We’ve asked our partners at the University of Tennessee’s Reliability & Maintainability Center, and in particular Dr. Klaus Blache, to help us better understand reliability and maintainability.
If you’ve been reading us for a while, you may have also read our articles on Creating a Culture for Reliability, Maintainability, and Continuous Improvement and What Is Maintainability & Reliability?. If you haven’t read those articles, you may want to check them out. Plus, keep your eyes out for future articles on related topics, including one coming very soon on predictive & conditions-based maintenance.
You’ve got two options here: Watch a recorded version of our conversation or continue down to read a transcript. The world is your oyster–enjoy!
Hey everybody and welcome. This is Jeff Dalto of Convergence Training and RedVector, both of which are Vector Solutions brands. And we’re here today to talk a little bit about reliability and maintainability with a special guest, Dr. Klaus Blake. Klaus is the director of the University of Tennessee’s Reliability and Maintainability Center, which is also known as the RMC I believe, in Knoxville, Tennessee.
Klaus, how are you today?
Doing great, Jeff, and hello to everybody too.
Alright, cool. Well, thanks for spending a little time with us. We just have a couple questions for you to learn a little bit more about reliability and maintainability and also the RMC there at University of Tennessee.
Could you start by telling us kind of briefly what reliability and maintainability is and what it’s all about?

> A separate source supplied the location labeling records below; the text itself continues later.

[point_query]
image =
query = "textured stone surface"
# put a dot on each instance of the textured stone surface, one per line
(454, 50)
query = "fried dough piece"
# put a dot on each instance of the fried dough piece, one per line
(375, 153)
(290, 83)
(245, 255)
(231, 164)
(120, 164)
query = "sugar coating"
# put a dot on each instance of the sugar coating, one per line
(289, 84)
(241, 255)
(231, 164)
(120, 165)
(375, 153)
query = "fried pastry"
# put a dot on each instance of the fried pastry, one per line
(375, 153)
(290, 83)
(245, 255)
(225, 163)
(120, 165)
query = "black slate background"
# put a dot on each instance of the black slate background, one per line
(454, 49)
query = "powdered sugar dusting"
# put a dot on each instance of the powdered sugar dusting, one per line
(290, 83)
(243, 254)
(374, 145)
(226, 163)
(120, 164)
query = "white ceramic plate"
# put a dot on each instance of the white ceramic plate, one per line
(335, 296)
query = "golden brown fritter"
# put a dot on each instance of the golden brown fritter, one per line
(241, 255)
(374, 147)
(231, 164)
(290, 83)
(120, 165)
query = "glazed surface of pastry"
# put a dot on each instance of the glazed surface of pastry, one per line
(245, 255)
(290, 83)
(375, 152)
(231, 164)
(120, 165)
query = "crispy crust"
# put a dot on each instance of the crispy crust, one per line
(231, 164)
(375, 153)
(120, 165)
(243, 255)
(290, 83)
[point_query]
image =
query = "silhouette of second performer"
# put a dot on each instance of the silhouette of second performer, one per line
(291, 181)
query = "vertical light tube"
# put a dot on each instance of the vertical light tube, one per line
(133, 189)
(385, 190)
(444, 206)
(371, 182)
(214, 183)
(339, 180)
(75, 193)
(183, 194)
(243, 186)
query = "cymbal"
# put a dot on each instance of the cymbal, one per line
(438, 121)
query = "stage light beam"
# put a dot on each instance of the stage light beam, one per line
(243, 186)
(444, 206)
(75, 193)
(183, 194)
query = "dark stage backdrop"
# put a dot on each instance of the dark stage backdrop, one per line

Well, I’ll try and keep it short. You know, reliability, I say fortunately and unfortunately, is one of those words, that means a lot of different things to a lot of different people. It’s kind of like a word like systems. Right?

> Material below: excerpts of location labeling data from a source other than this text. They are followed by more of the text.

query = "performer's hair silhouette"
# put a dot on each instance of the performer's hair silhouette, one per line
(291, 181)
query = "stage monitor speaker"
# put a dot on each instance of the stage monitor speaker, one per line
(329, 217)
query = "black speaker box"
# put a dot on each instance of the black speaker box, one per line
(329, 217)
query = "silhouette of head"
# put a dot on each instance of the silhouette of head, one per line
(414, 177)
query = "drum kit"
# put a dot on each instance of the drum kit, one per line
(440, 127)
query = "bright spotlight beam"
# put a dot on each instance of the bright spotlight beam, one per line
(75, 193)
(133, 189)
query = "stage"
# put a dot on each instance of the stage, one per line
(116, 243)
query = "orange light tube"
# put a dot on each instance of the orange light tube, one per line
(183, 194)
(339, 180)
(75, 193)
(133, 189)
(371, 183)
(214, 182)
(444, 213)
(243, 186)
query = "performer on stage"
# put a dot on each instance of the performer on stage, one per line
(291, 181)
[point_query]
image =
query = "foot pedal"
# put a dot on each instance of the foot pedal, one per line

Where you and I may mean something else.
But the standard definition is simply the probability that a piece of equipment will perform its required function, or what it’s supposed to do, without failure for certain amount of time that you expect to operate.
But for reliability day-to-day, it’s a lot of things. You know, it could be a lubrication program, it could be an uptime in your equipment, it could be are you able to use it when you need to? It’s document control, it’s planning and scheduling. And there’s a lot of things around that. So again, that’s theirs is it a reliability of product, is it reliability of machinery, equipment, of process, reliability of people, so you kind of see where I’m going.
At the the end of the day, it’s are you getting what you need, at the specs that you needed it at, as fast as you needed it at, and at the quality that you need.
So with that, I’m going to switch to the word maintainability. But before I say anything about that, I want to talk about maintenance, and maintenance is the act of maintaining, it’s actually the service function of doing it, when something needs to be replaced, or something broke. But we said it’s going to be reliability and maintainability. So I want to differentiate between maintenance and maintainability.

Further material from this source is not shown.